I didn't use Lasix because someone told me that the resulting scar would cause the star to be viewed through the telescope to have diffraction "spikes", similar to the diffraction "spikes" seen from the secondary mirror holder in the range of an ordinary mirror. I like my astronomy. :-) Can anyone confirm this?

Last time I ordered glasses (progressive bifocal glasses), I also ordered a pair of individual readers, which included the cylinder and shaft for each eye. The result seems (to me) better than an ordinary simple magnifying glass.

For decades, I have been suffering from double vision, because my eyes cannot relax to parallel looking forward at objects that are far away, so my lenses contain prism elements. The prism value of each lens of my previous pair of glasses is 3.5°, to produce a combined angular displacement of 7°, so that the two images overlap enough, my brain/eyes can correctly "lock" them to obtain a stereo Vision. I said the last one because I hardly wear glasses during the Covid lockdown, because I usually only wear glasses while driving, and I rarely drive during the lockdown. One day in early March of this year, I was surprised to realize my double vision Has been corrected itself! Without wearing glasses, my eyes can be correctly focused on the TV mast in the distance on the horizon.

I assume that not wearing glasses for a long time allows my brain to have enough time and motivation to adapt to its eye control, which was previously considered unnecessary.

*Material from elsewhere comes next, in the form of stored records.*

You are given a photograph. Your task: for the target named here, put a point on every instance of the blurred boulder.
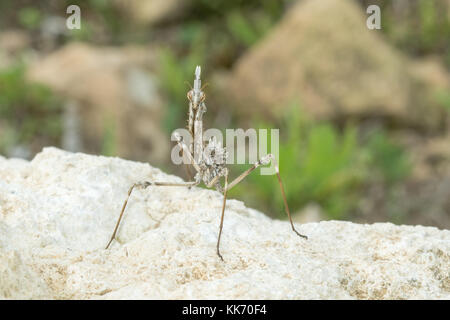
(149, 12)
(323, 55)
(119, 106)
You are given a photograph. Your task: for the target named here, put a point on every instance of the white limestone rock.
(57, 213)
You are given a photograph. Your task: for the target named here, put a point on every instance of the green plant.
(29, 17)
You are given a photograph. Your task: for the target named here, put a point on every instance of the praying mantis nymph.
(208, 160)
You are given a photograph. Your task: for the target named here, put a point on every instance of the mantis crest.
(208, 160)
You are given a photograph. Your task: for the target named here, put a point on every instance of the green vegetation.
(28, 112)
(320, 164)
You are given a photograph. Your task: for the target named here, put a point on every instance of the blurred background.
(364, 115)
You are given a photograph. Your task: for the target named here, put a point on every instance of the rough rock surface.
(57, 213)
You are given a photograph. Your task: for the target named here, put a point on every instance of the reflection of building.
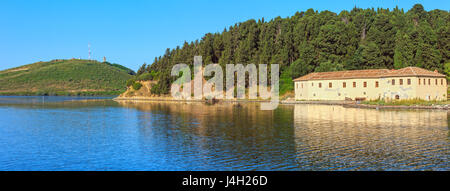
(339, 138)
(405, 83)
(341, 116)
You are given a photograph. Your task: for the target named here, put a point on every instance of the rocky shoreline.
(350, 104)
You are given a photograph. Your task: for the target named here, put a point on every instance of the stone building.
(405, 83)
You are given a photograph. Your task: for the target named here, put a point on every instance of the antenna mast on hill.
(89, 51)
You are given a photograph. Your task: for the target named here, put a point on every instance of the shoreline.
(349, 104)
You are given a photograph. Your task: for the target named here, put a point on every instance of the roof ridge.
(412, 70)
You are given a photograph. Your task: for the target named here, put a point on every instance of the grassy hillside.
(65, 77)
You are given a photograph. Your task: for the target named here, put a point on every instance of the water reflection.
(338, 138)
(126, 135)
(222, 136)
(300, 137)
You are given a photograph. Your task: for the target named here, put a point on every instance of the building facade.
(405, 83)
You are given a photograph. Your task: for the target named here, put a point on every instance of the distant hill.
(65, 77)
(313, 41)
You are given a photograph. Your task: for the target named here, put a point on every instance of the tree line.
(313, 41)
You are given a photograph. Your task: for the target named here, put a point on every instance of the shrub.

However, my optician would not accept such a big one-step change of the prism, so we compromised each lens by 1.5°, and the prism will disappear in March next year.

I have always wondered how they make prescription lenses that fit different shapes of frames. Is there a set of standard lens shapes? Of course, they will not send precise measurements of fame to lens manufacturers.

Measure the position and distance between the pupils. Assuming that the distance between the lenses does not change much, it may be possible to trim a larger lens for a smaller frame, but it is not worth it

"Is there a standard lens shape?"

Yes, many glasses are cut from round blanks to fit the frame. I think there are also blanks that take into account the astigmatism. The blanks rotate in the tool to match the degree of rotation required by Rx.

… Even with today’s progress, if you consider not cleaning your lenses in a certain way, your lenses will still be scratched after a few months.

Yes, I know that now you can buy a few pairs of glasses cheaply; Yes, I know you should not wipe them with anything on hand; I know you can pay more and get "better scratch resistance" Coating, but this is still disturbing.

Why don't we offer (as close to complete as possible) anti-scratch lenses at an affordable price?

If price is not an issue, for example, after spending a few hours in an indoor construction site or DIY workshop, are there any lenses that will not scratch after wiping with a basic paper towel?

As early as the 1970s, there was a product called Glaze Coat (IIRC) that could be wiped on worn lenses to fill in scratches. However, the optometrist will charge $70 ($1970) for the coating.

At that time they would charge 80 US dollars (1970 US dollars) for a set of contact lenses (glasses), but they only paid about 15 cents for them! (At the time, my sister worked for an ophthalmologist).

I thought every eye has its own retina. Astigmatism is an error between the two eyes, so you will see two separate images instead of one. If one eye sees two images on its retina, when you add it to one or two images of the other eye, will we see three or four images? Unless one of the images overlaps the image of the other eye. But if we close one eye, if there are indeed two images focused on the retina of that eye, will we still see two images?

I think your definition of astigmatism is incorrect or inappropriate. Unless I misunderstood what was written.

Or if there is more than one type of astigmatism. I think it is possible.

Astigmatism is caused by the cornea. For astigmatism, if you look at a light spot, it will be projected on the retina as a light spot or a ray. The problem of one eye alone (although if one eye usually has it, the other eye will also have it).